In [None]:
%load_ext autoreload
%autoreload 2
import os
from dimcat import (
    Corpus,  
    Pipeline,
    IsAnnotatedFilter,
    CorpusGrouper, 
    PieceGrouper, 
    ModeGrouper, 
    ChordFeatureSlicer,
    ChordSymbolBigrams, 
    ChordSymbolUnigrams,
    LocalKeySlicer,
)
from dimcat import __version__ as dimcat_version
from ms3 import __version__ as ms3_version
from git import Repo
import plotly.express as px
import plotly.graph_objects as go
from plotly.subplots import make_subplots
import pandas as pd
pd.set_option("display.max_columns", 100)

In [None]:
corpus_path = "~/romantic_piano_corpus"

repo = Repo(corpus_path)
print(f"{os.path.basename(corpus_path)} @ {repo.commit().hexsha[:7]}")
print(f"dimcat version {dimcat_version}")
print(f"ms3 version {ms3_version}")

In [None]:
STD_LAYOUT = {
 'paper_bgcolor': '#FFFFFF',
 'plot_bgcolor': '#FFFFFF',
 'margin': {'l': 40, 'r': 0, 'b': 0, 't': 40, 'pad': 0},
 'font': {'size': 15}
}
OUTPUT_DIR = "/home/hentsche/Documents/phd/romantic_piano_corpus_report/figures/"

# Overview

In [None]:
corpus = Corpus(directory=corpus_path)
corpus.data

In [None]:
annotated = IsAnnotatedFilter().process_data(corpus)
print(f"Before: {len(corpus.indices[()])} IDs, after filtering: {len(annotated.indices[()])}")

**Choose here if you want to see stats for all or only for annotated scores.**

In [None]:
#selected = corpus
selected = annotated

## Notes

In [None]:
all_notes = selected.get_facet('notes')
print(f"{len(all_notes.index)} notes over {len(all_notes.groupby(level=[0,1]))} files.")
all_notes.head()

In [None]:
def weight_notes(nl, group_col='midi', precise=True):
    summed_durations = nl.groupby(group_col).duration_qb.sum()
    summed_durations /= summed_durations.min() # normalize such that the shortest duration results in 1 occurrence
    if not precise:
        # This simple trick reduces compute time but also precision:
        # The rationale is to have the smallest value be slightly larger than 0.5 because
        # if it was exactly 0.5 it would be rounded down by repeat_notes_according_to_weights()
        summed_durations /= 1.9999999
    return repeat_notes_according_to_weights(summed_durations)
    
def repeat_notes_according_to_weights(weights):
    counts = weights.round().astype(int)
    counts_reflecting_weights = []
    for pitch, count in counts.iteritems():
        counts_reflecting_weights.extend([pitch]*count)
    return pd.Series(counts_reflecting_weights)

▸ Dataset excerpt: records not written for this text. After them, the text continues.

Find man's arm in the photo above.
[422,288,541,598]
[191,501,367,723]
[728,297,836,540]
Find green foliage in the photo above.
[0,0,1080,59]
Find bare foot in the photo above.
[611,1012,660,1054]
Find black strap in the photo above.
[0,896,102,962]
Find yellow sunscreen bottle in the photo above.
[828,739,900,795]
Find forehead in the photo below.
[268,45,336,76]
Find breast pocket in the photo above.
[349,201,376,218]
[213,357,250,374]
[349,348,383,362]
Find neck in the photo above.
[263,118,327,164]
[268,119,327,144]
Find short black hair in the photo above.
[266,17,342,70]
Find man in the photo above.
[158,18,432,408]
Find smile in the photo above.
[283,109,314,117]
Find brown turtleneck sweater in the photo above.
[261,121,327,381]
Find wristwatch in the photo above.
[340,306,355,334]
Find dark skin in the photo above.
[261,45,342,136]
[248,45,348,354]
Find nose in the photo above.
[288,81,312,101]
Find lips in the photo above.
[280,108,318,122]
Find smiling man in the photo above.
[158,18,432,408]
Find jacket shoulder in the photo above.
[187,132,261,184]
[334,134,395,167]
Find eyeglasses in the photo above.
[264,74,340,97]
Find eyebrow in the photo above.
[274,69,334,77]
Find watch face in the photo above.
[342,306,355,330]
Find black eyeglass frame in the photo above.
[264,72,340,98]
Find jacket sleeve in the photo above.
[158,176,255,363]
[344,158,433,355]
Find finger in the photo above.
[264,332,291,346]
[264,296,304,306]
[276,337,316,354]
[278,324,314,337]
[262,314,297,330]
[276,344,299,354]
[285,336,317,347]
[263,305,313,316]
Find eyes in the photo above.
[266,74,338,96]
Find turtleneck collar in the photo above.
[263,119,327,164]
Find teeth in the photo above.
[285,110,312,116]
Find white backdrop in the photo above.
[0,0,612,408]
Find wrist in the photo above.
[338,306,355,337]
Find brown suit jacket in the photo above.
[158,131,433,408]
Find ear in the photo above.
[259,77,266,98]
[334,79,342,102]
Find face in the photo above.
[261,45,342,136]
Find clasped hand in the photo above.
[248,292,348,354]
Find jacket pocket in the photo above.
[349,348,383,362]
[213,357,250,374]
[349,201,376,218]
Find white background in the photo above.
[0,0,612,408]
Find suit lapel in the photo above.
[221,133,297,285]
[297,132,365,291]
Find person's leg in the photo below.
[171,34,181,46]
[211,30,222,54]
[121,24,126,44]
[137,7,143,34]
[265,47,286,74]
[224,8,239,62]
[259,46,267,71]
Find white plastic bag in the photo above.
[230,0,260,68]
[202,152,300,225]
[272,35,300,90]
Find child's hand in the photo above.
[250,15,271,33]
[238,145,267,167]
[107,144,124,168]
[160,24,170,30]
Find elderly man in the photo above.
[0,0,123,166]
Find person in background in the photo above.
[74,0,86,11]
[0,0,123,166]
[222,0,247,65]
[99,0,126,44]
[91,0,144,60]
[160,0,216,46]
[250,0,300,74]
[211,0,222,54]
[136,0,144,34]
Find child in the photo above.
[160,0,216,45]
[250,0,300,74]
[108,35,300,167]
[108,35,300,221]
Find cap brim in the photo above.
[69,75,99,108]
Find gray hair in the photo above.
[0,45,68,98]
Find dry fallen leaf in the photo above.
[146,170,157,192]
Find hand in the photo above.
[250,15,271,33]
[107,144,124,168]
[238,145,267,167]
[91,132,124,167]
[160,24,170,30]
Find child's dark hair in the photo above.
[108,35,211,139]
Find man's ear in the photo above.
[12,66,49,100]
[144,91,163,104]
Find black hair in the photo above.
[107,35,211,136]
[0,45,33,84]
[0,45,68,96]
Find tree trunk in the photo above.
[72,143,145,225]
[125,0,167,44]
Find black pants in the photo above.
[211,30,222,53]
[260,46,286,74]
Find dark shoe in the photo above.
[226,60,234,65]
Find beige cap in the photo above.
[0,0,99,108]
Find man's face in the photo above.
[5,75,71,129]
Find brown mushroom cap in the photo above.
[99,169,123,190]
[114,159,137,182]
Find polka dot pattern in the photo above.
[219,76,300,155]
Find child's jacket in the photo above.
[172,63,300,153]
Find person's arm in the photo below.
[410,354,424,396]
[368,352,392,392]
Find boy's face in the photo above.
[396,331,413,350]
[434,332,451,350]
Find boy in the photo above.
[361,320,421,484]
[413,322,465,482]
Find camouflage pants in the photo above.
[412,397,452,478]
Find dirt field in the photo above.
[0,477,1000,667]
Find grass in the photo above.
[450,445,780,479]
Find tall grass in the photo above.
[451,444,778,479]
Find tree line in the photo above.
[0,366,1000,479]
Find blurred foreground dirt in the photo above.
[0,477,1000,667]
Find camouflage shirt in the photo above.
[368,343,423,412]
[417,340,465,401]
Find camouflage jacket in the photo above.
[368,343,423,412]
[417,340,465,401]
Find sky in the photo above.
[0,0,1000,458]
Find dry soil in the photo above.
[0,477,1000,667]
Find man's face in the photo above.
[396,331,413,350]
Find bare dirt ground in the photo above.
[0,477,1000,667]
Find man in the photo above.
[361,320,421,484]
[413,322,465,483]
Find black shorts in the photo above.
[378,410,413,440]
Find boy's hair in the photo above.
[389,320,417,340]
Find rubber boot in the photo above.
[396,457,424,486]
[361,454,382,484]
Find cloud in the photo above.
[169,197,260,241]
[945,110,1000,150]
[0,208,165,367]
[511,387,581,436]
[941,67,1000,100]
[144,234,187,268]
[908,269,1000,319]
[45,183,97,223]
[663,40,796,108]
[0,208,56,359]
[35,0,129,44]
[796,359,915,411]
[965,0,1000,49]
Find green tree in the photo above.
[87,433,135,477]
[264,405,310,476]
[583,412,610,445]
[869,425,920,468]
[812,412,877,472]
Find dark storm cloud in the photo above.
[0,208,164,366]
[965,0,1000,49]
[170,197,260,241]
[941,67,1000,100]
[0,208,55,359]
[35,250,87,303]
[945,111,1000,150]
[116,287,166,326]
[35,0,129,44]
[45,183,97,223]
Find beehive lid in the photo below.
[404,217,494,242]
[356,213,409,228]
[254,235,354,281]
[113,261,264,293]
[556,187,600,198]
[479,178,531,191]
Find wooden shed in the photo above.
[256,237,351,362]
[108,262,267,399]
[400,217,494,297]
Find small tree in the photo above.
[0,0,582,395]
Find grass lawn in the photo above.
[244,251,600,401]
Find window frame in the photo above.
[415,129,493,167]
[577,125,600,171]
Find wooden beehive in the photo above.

grouped_notes = all_notes.groupby(level=0)
weighted_midi = pd.concat([weight_notes(nl, 'midi', precise=False) for _, nl in grouped_notes], axis=1, keys=grouped_notes.groups.keys())
weighted_midi

In [None]:
yaxis=dict(tickmode= 'array',
           tickvals= [12, 24, 36, 48, 60, 72, 84, 96],
           ticktext = ["C0", "C1", "C2", "C3", "C4", "C5", "C6", "C7"],
           gridcolor='lightgrey',
           )
fig = px.violin(weighted_midi, labels=dict(variable='', value='pitch'), box=True, height=500) #, title="Distribution of pitches per corpus"
fig.update_layout(yaxis=yaxis, **STD_LAYOUT)
fig.write_image(os.path.join(OUTPUT_DIR, "ambitus_per_corpus.png"), scale=2)
fig.show()

In [None]:
weighted_tpc = pd.concat([weight_notes(nl, 'tpc') for _, nl in grouped_notes], axis=1, keys=grouped_notes.groups.keys())
weighted_tpc

In [None]:
yaxis=dict(
    tickmode= 'array',
    tickvals= [-12, -9, -6, -3, 0, 3, 6, 9, 12, 15, 18],
    ticktext = ["Dbb", "Bbb", "Gb", "Eb", "C", "A", "F#", "D#", "B#", "G##", "E##"],
    gridcolor='lightgrey',
    zerolinecolor='lightgrey',
    zeroline=True
           )
fig = px.violin(weighted_tpc, labels=dict(variable='', value='pitch class'), box=True, height=500)
fig.update_layout(yaxis=yaxis, **STD_LAYOUT)
fig.write_image(os.path.join(OUTPUT_DIR, "tpc_per_corpus.png"), scale=2)
fig.show()

In [None]:
# adapted from https://plotly.com/python/violin/#ridgeline-plot
fig = go.Figure()
for corpus, data_line in weighted_tpc.iteritems():
    fig.add_trace(go.Violin(x=data_line, name=corpus))

fig.update_traces(side='positive', orientation='h', width=2, points=False)
fig.update_layout(xaxis_showgrid=False, xaxis_zeroline=True, height=600)
fig.show()

In [None]:
fig = make_subplots(rows=len(grouped_notes), cols=1, subplot_titles=list(grouped_notes.groups.keys()), shared_xaxes=True)
for i, (corpus, notes) in enumerate(grouped_notes, 1):
    tpc_durations = notes.groupby('tpc').duration_qb.sum()
    tpc_durations /= tpc_durations.sum()
    fig.add_trace(go.Scatter(x=tpc_durations.index, y=tpc_durations, name=corpus, mode='lines+markers'), row=i, col=1)

#fig.update_traces(side='positive', orientation='h', width=2, points=False)
fig.update_layout(**STD_LAYOUT, showlegend=False, height=800, width=300)
fig.update_xaxes(gridcolor='lightgrey', zerolinecolor='lightgrey', tickmode='array', tickvals= [-12, -6, 0, 6, 12, 18],
    ticktext = ["Dbb", "Gb", "C", "F#", "B#", "E##"],)
fig.update_yaxes(showgrid=False, zeroline=False)
fig.write_image(os.path.join(OUTPUT_DIR, "tpc_line_per_corpus.png", scale=2)
fig.show()

### Notes and staves

In [None]:
print("Distribution of notes over staves:")
all_notes.staff.value_counts()

In [None]:
print("Distribution of notes over staves for all pieces with more than two staves\n")
for group, df in all_notes.groupby(level=[0,1]):
    if (df.staff > 2).any():
        print(group)
        print(df.staff.value_counts().to_dict())

In [None]:
all_notes[all_notes.staff > 2].groupby(level=[0,1]).staff.value_counts()